Nalıncı Baba ve Padişah'ın rüyası..

Padişah'a rüyasında, adamın teki; "Cenaze namazımı Fatih Camii'nde kılmaya hazırlan, beni evimde toprağa ver, üzerime bir türbe, yanıma bir tekke ve bir çeşme yaptır. Dünyadan elli sene su içtim." der.

Sabah erken vakit güne başlayan Sultan III. Murad anlam veremediği bu rüya dolayısıyla tuhaf bir hal içindedir.

Vezir-i Azam Siyavuş Paşa merak eder ve sorar:
- "Hayrola efendim, canınızı sıkan bir şey mi var?"
Padişah:
- "Akşam garip bir rüya gördüm." der.
Vezir:
- "Hayırdır inşaallah efendim!?"
Sultan Murad Han:
- "Hayır mı, şer mi öğreneceğiz inşaallah!."
Vezir:
- "Nasıl yani?" diye sorar.
Padişah:
"Hazırlan, dışarı çıkıyoruz."
İkisi de tebdil-i kıyafetle molla kılığında çıkarlar.

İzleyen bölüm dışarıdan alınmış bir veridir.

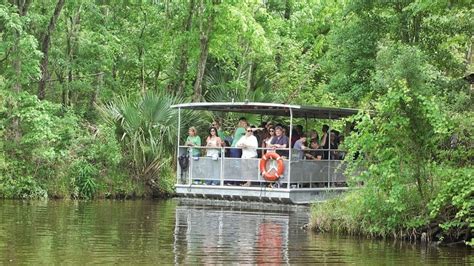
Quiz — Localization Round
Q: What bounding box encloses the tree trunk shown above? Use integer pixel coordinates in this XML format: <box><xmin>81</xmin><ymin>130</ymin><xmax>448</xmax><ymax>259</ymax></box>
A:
<box><xmin>137</xmin><ymin>8</ymin><xmax>148</xmax><ymax>95</ymax></box>
<box><xmin>284</xmin><ymin>0</ymin><xmax>292</xmax><ymax>20</ymax></box>
<box><xmin>91</xmin><ymin>72</ymin><xmax>104</xmax><ymax>109</ymax></box>
<box><xmin>38</xmin><ymin>0</ymin><xmax>64</xmax><ymax>100</ymax></box>
<box><xmin>193</xmin><ymin>0</ymin><xmax>214</xmax><ymax>102</ymax></box>
<box><xmin>172</xmin><ymin>0</ymin><xmax>194</xmax><ymax>96</ymax></box>
<box><xmin>12</xmin><ymin>0</ymin><xmax>31</xmax><ymax>143</ymax></box>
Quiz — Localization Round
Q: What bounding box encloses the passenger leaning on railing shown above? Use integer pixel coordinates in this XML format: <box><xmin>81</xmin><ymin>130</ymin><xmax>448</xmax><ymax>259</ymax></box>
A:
<box><xmin>185</xmin><ymin>127</ymin><xmax>201</xmax><ymax>158</ymax></box>
<box><xmin>305</xmin><ymin>139</ymin><xmax>323</xmax><ymax>160</ymax></box>
<box><xmin>293</xmin><ymin>135</ymin><xmax>308</xmax><ymax>160</ymax></box>
<box><xmin>211</xmin><ymin>120</ymin><xmax>226</xmax><ymax>147</ymax></box>
<box><xmin>236</xmin><ymin>127</ymin><xmax>258</xmax><ymax>159</ymax></box>
<box><xmin>206</xmin><ymin>127</ymin><xmax>222</xmax><ymax>160</ymax></box>
<box><xmin>237</xmin><ymin>127</ymin><xmax>258</xmax><ymax>187</ymax></box>
<box><xmin>270</xmin><ymin>126</ymin><xmax>288</xmax><ymax>158</ymax></box>
<box><xmin>262</xmin><ymin>126</ymin><xmax>275</xmax><ymax>152</ymax></box>
<box><xmin>230</xmin><ymin>117</ymin><xmax>248</xmax><ymax>158</ymax></box>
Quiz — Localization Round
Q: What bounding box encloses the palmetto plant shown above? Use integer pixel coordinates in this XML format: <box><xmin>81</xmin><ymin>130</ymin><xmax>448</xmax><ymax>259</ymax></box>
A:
<box><xmin>98</xmin><ymin>91</ymin><xmax>199</xmax><ymax>180</ymax></box>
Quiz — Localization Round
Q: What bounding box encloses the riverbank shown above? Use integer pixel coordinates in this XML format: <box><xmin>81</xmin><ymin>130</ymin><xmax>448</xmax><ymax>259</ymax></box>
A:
<box><xmin>0</xmin><ymin>199</ymin><xmax>474</xmax><ymax>265</ymax></box>
<box><xmin>309</xmin><ymin>185</ymin><xmax>474</xmax><ymax>247</ymax></box>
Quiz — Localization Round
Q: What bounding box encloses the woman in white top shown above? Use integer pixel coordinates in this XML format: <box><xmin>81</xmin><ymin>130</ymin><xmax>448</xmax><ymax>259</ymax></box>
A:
<box><xmin>206</xmin><ymin>127</ymin><xmax>222</xmax><ymax>159</ymax></box>
<box><xmin>262</xmin><ymin>127</ymin><xmax>275</xmax><ymax>152</ymax></box>
<box><xmin>236</xmin><ymin>127</ymin><xmax>258</xmax><ymax>159</ymax></box>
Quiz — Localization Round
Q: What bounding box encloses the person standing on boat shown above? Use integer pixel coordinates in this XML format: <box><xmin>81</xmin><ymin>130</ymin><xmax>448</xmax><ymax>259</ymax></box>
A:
<box><xmin>206</xmin><ymin>127</ymin><xmax>222</xmax><ymax>160</ymax></box>
<box><xmin>270</xmin><ymin>126</ymin><xmax>288</xmax><ymax>158</ymax></box>
<box><xmin>320</xmin><ymin>125</ymin><xmax>329</xmax><ymax>160</ymax></box>
<box><xmin>293</xmin><ymin>135</ymin><xmax>308</xmax><ymax>160</ymax></box>
<box><xmin>306</xmin><ymin>139</ymin><xmax>323</xmax><ymax>160</ymax></box>
<box><xmin>262</xmin><ymin>126</ymin><xmax>275</xmax><ymax>152</ymax></box>
<box><xmin>230</xmin><ymin>117</ymin><xmax>248</xmax><ymax>158</ymax></box>
<box><xmin>185</xmin><ymin>127</ymin><xmax>201</xmax><ymax>157</ymax></box>
<box><xmin>237</xmin><ymin>127</ymin><xmax>258</xmax><ymax>159</ymax></box>
<box><xmin>237</xmin><ymin>127</ymin><xmax>258</xmax><ymax>187</ymax></box>
<box><xmin>211</xmin><ymin>120</ymin><xmax>226</xmax><ymax>146</ymax></box>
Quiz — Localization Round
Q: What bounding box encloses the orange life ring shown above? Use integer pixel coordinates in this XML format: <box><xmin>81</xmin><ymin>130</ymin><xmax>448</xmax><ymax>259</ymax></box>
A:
<box><xmin>260</xmin><ymin>152</ymin><xmax>285</xmax><ymax>181</ymax></box>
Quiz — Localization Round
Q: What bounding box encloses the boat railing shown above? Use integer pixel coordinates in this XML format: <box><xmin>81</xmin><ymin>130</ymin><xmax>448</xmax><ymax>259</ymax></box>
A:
<box><xmin>177</xmin><ymin>145</ymin><xmax>346</xmax><ymax>189</ymax></box>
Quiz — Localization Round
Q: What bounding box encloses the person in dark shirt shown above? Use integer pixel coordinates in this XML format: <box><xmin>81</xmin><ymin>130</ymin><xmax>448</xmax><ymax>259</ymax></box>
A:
<box><xmin>305</xmin><ymin>139</ymin><xmax>323</xmax><ymax>160</ymax></box>
<box><xmin>319</xmin><ymin>125</ymin><xmax>329</xmax><ymax>160</ymax></box>
<box><xmin>270</xmin><ymin>126</ymin><xmax>288</xmax><ymax>158</ymax></box>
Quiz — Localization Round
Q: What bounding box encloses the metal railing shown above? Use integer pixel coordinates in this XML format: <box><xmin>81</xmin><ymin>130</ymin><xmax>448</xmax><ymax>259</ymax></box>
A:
<box><xmin>177</xmin><ymin>145</ymin><xmax>345</xmax><ymax>189</ymax></box>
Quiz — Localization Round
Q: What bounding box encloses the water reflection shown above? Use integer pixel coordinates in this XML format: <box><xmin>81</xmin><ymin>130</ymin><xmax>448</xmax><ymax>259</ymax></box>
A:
<box><xmin>0</xmin><ymin>200</ymin><xmax>474</xmax><ymax>265</ymax></box>
<box><xmin>171</xmin><ymin>203</ymin><xmax>300</xmax><ymax>264</ymax></box>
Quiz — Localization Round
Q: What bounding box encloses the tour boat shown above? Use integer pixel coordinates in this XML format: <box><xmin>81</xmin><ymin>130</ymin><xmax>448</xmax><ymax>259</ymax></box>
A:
<box><xmin>172</xmin><ymin>102</ymin><xmax>358</xmax><ymax>204</ymax></box>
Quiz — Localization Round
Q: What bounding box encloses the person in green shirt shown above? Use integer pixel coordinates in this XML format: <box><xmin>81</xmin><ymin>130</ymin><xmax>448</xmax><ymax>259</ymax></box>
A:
<box><xmin>185</xmin><ymin>127</ymin><xmax>201</xmax><ymax>157</ymax></box>
<box><xmin>211</xmin><ymin>120</ymin><xmax>226</xmax><ymax>146</ymax></box>
<box><xmin>230</xmin><ymin>117</ymin><xmax>248</xmax><ymax>158</ymax></box>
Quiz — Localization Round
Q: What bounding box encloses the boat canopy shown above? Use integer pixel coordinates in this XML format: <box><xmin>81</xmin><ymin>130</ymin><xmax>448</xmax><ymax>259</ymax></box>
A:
<box><xmin>171</xmin><ymin>102</ymin><xmax>358</xmax><ymax>119</ymax></box>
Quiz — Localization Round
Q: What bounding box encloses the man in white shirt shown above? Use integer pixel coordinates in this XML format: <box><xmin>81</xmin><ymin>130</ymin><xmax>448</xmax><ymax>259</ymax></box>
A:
<box><xmin>236</xmin><ymin>127</ymin><xmax>258</xmax><ymax>187</ymax></box>
<box><xmin>236</xmin><ymin>127</ymin><xmax>258</xmax><ymax>159</ymax></box>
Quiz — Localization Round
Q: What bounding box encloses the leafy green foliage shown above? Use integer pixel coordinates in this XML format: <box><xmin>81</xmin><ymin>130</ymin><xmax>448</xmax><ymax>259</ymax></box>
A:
<box><xmin>100</xmin><ymin>92</ymin><xmax>199</xmax><ymax>180</ymax></box>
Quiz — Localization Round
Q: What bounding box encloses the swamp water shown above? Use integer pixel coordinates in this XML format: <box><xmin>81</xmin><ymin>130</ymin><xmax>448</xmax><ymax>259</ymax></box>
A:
<box><xmin>0</xmin><ymin>199</ymin><xmax>474</xmax><ymax>265</ymax></box>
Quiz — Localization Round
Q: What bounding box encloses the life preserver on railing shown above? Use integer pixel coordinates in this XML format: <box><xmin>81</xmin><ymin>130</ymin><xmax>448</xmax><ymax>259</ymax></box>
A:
<box><xmin>260</xmin><ymin>152</ymin><xmax>285</xmax><ymax>181</ymax></box>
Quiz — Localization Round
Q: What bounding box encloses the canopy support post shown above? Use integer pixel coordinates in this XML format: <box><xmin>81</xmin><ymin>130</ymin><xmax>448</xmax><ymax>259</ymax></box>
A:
<box><xmin>176</xmin><ymin>108</ymin><xmax>183</xmax><ymax>184</ymax></box>
<box><xmin>287</xmin><ymin>108</ymin><xmax>293</xmax><ymax>190</ymax></box>
<box><xmin>326</xmin><ymin>112</ymin><xmax>331</xmax><ymax>189</ymax></box>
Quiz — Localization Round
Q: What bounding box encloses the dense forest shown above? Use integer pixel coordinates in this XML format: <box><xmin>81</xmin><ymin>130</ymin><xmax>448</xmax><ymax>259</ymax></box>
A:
<box><xmin>0</xmin><ymin>0</ymin><xmax>474</xmax><ymax>244</ymax></box>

Sultan Murad hâlâ gördüğü rüyanın tesirindedir.
Hızlı adımlarla Beyazıt'a varırlar. Vefa'ya yönelip Zeyrek'ten Unkapanı'na inerler.

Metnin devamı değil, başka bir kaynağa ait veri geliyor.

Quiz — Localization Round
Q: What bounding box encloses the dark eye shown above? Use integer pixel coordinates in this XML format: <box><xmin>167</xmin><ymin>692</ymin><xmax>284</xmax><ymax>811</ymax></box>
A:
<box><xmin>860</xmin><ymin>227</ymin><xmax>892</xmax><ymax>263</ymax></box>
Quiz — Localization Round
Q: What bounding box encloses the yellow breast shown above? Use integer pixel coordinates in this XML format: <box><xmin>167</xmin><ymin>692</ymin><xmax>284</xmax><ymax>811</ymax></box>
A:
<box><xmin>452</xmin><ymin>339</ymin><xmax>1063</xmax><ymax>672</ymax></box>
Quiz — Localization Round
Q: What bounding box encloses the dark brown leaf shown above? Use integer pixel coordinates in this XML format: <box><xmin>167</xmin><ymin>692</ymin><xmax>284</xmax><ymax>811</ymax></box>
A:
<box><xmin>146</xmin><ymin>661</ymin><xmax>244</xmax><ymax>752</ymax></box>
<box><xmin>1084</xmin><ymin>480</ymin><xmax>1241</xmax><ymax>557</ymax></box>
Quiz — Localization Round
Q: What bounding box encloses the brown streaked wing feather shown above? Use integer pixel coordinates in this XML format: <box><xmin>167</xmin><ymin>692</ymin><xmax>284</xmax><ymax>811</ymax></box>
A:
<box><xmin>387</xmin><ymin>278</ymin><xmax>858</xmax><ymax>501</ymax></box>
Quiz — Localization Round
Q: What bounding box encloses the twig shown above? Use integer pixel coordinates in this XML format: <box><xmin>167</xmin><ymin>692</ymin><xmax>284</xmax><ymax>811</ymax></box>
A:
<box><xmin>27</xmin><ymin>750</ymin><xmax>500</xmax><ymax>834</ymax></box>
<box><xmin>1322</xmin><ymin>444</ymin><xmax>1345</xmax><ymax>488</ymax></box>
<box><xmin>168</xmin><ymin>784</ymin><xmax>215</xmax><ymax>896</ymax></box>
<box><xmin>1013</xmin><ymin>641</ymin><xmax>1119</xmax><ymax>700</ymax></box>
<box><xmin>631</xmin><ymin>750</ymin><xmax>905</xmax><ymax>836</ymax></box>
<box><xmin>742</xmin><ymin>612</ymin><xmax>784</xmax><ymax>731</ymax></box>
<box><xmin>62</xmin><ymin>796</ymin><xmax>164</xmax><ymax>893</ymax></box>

Yerde yatan bir cesetle karşılaşırlar.
Cesedin etrafına toplanmış ahaliye sorarlar:
- "Kimdir bu yerde yatan?"
Ahali:
‐ Aman hocam hiç sormayın. Bu adam ayyaşın tekidir.
‐ Nereden biliyorsunuz?
Ahaliden biri atılır:
- "Müsaade et de bilelim yani. Kırk yıllık komşumuzdu."
Bir başkası ayrıntıya girer:
- "Biliyor musunuz, aslında iyi bir sanatkârdı.
Nalının (ayakkabı-takunya) hasını yapardı.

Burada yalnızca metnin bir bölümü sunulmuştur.